(Or, I Hear Ogilvy Laughing” Part 1)
I’m reading an amazing, informative book called “Agency” by Rick Webb one of the founders of the Barbarian Group creative agency. I don’t know Rick, so I’m not being paid to endorse his book, but I’m reading it intensely — probably for the third time. It’s an excellent read.
What I like about it is that starts out by saying that we relatively new people in the ad business are so quick to discard words handed down from the Golden Age of Madison Avenue. For example, Webb says that probably the greatest how-to manual on starting a creative agency was written by David Ogilvy’s “Confessions of an Ad Man.” I went back and read my copy of the famous red book and was blown away.

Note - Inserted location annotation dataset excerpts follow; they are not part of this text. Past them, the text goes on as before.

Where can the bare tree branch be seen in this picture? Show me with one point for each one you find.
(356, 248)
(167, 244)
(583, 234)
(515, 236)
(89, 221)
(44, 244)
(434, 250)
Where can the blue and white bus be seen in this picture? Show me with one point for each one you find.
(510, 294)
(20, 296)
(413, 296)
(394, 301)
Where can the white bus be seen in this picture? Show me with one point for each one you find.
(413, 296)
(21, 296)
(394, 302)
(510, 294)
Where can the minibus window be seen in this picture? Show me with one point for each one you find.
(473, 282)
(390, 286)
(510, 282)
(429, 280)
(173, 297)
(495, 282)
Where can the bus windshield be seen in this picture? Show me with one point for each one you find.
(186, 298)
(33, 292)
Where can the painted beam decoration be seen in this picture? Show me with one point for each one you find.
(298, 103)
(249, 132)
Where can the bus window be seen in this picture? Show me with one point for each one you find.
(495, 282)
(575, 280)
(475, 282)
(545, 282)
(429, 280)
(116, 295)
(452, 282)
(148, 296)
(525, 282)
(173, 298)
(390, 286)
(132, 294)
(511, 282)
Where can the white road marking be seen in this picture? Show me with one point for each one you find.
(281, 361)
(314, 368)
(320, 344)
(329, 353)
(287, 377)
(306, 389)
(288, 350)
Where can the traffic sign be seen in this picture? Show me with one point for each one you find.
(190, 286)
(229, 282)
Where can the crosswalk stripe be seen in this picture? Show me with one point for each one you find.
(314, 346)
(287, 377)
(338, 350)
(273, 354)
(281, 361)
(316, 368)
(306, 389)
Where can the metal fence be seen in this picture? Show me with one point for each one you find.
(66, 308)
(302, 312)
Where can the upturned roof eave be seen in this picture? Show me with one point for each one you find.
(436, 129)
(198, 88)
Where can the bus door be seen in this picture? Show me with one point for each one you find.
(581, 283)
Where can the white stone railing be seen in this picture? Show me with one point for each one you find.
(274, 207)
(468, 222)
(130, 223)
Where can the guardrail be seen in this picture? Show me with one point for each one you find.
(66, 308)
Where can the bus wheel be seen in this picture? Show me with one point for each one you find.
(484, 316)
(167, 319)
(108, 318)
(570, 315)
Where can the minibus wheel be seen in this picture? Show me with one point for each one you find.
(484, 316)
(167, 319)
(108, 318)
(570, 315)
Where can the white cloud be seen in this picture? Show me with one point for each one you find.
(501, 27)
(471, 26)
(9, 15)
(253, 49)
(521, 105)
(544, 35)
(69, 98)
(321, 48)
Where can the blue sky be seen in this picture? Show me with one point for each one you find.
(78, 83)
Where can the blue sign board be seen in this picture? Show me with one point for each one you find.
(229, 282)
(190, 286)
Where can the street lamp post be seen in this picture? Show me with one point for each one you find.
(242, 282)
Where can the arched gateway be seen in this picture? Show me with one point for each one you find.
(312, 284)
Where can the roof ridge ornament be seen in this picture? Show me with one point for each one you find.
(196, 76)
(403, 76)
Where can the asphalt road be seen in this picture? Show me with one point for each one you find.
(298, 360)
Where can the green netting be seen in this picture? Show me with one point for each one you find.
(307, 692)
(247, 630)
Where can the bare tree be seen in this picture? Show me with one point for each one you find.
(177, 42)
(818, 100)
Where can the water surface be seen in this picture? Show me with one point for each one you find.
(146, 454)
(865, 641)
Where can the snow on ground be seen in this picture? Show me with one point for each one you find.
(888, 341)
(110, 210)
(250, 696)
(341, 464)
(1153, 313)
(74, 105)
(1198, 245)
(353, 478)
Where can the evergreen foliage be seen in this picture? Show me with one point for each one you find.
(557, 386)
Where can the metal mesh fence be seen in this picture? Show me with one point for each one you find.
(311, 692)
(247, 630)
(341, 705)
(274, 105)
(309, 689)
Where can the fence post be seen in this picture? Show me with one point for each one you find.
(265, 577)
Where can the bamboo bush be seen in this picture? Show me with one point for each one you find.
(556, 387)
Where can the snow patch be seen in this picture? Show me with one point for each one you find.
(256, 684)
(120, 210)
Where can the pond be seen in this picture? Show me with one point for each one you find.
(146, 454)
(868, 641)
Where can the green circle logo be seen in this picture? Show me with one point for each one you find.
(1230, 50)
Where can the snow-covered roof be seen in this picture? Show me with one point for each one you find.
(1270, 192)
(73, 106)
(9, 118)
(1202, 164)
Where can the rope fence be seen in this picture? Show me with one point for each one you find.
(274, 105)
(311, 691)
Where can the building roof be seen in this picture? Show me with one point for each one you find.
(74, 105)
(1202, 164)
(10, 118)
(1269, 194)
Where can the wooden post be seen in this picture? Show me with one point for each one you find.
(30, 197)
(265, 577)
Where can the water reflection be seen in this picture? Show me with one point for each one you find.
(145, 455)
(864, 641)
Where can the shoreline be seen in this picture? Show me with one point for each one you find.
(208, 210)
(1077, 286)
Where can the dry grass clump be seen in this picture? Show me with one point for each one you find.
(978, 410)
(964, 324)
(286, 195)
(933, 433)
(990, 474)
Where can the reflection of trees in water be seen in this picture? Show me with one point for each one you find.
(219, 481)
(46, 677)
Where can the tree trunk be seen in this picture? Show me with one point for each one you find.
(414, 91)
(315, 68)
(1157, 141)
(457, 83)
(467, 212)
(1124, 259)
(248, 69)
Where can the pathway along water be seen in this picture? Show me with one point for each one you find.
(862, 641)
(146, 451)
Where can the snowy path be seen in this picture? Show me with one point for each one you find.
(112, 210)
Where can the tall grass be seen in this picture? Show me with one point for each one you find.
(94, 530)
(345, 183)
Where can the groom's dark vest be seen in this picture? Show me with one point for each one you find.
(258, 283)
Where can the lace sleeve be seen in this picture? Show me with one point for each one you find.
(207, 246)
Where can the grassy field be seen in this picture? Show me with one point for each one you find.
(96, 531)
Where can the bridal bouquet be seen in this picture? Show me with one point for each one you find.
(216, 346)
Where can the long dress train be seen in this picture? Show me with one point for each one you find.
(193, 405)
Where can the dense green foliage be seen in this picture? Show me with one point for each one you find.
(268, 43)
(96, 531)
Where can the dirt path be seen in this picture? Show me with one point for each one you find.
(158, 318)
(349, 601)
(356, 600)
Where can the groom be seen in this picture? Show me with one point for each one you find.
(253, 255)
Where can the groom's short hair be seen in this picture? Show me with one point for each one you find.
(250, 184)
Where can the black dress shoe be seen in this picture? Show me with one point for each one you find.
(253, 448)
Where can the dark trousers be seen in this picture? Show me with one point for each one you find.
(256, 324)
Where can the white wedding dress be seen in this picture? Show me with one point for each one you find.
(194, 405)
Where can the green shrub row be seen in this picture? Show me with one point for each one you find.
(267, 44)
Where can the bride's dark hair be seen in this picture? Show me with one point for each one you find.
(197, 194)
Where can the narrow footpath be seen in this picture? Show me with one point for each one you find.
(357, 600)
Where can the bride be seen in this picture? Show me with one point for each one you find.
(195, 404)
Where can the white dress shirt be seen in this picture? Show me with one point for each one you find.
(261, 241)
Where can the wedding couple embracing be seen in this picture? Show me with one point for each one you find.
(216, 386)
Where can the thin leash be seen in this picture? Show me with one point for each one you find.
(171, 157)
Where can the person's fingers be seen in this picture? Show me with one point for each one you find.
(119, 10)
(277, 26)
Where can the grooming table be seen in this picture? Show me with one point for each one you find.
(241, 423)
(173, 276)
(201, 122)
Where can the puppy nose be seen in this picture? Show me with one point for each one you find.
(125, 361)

So I am reading them together. Your first question is probably why? I decided when I began rebranding my small agency, CDM Digital Advertising, formerly known as “Carson Dunn Media Advertising,” I decided to ask myself if I truly knew what the advertising game entailed. A second part of that dealt with whether I actually knew how to run an agency. My training in marketing had me approaching my business by the “seat of my pants.”
The creative was good at times, but the execution, the getting there was what difficult than it should have been. This sums up what Rick Webb is saying. Modern creatives tend to believe that their methodology and only theirs works. We need to go with the effective. Sometimes that’s not digital.
When we look at modern advertising, especially messaging in commercials, in the background you can hear Ogilvy laughing. He’s also shaking his head in disgust. Why are we thinking of elaborate images, filming them and sticking it on TV? One of the failures is that we forget the so-called headlines — what the hell is this thing about. Is it about a horse – a talking bird – feather boa wearing women running around a hotel in the dark? And why is that music so damn loud? Shouldn’t you use the time to tell me what I am watching and why?
Actually. I hear Ogilvy cussing. I hear Burnett, Bernbach, Chiat asking and doing the same thing. They’re probably are crying about what we are producing. Their legacy – their gift to us better than what we are presenting.
So, the question we must ask is that how do we go about doing a better job of assisting clients. A second question lays out this way: “How do I improve as an agency owner — if possible.”